Content advisory: scattered F-bombs, some violence, and innuendo. (if you are a long time reader of this blog, you should be used to that.)
Tan, Shaun. The Arrival. Lothian Books, 2007.
From the publisher, “In a heartbreaking parting, a man gives his wife and daughter a last kiss and boards a steamship to cross the ocean. He’s embarking on the most painful yet important journey of his life- he’s leaving home to build a better future for his family.
Shaun Tan evokes universal aspects of an immigrant’s experience through a singular work of the imagination. He does so using brilliantly clear and mesmerizing images. Because the main character can’t communicate in words, the book forgoes them too. But while the reader experiences the main character’s isolation, he also shares his ultimate joy.”
“Give me your tired, your poor,
Your huddled masses yearning to breathe free,
The wretched refuse of your teeming shore.
Send these, the homeless, tempest-tost to me,
I lift my lamp beside the golden door!”
Do you think an can image speak a thousand words or maybe ten thousand words? Do you think that an image could speak for you when you don’t know the language and the only way to communicate is through hastily drawn art on scrap paper? That is what Shaun has done. He created a graphic novel that speaks to the immigrant experience. What it is like moving to a foreign land, faced with alien food, language, buildings, and pretty much everything else, but uses no language, expect the language of imagery and absolutely incredible imagery at that. Reading this book, I felt like I was sitting down to watch a silent movie, popcorn in hand. The imagery is so poignant, so much so that it seems like the pictures could move right out of the pages.

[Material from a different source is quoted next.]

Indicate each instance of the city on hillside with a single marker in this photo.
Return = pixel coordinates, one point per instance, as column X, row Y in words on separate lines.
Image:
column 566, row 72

The focus of the story is about a man leaving his small family in search of a better life for them all. The book moves quickly, but he arrives at the new land and he is examined, cataloged and labeled. Everywhere he goes, there is something new for him to learn. It is exhausting and boldly exciting at the same time.
I can’t speak for other people, but I can definitely speak for myself when I say when people step outside their comfort zone and do something as scary and bold as move to another country in search of something, they should be lauded. This book was a great reminder of that. A beautiful reminder. It should also be noted, that this book is not political in nature at all. It isn’t about politically what it means to be an immigrant, but more of what beauties and joys are found in the discovery.
If you can’t tell already, I love this book. I think it is an important work for the world right now and I highly recommend anyone to read it. Come on over, I have a copy of it sitting on my bookshelf I’ll loan it to you.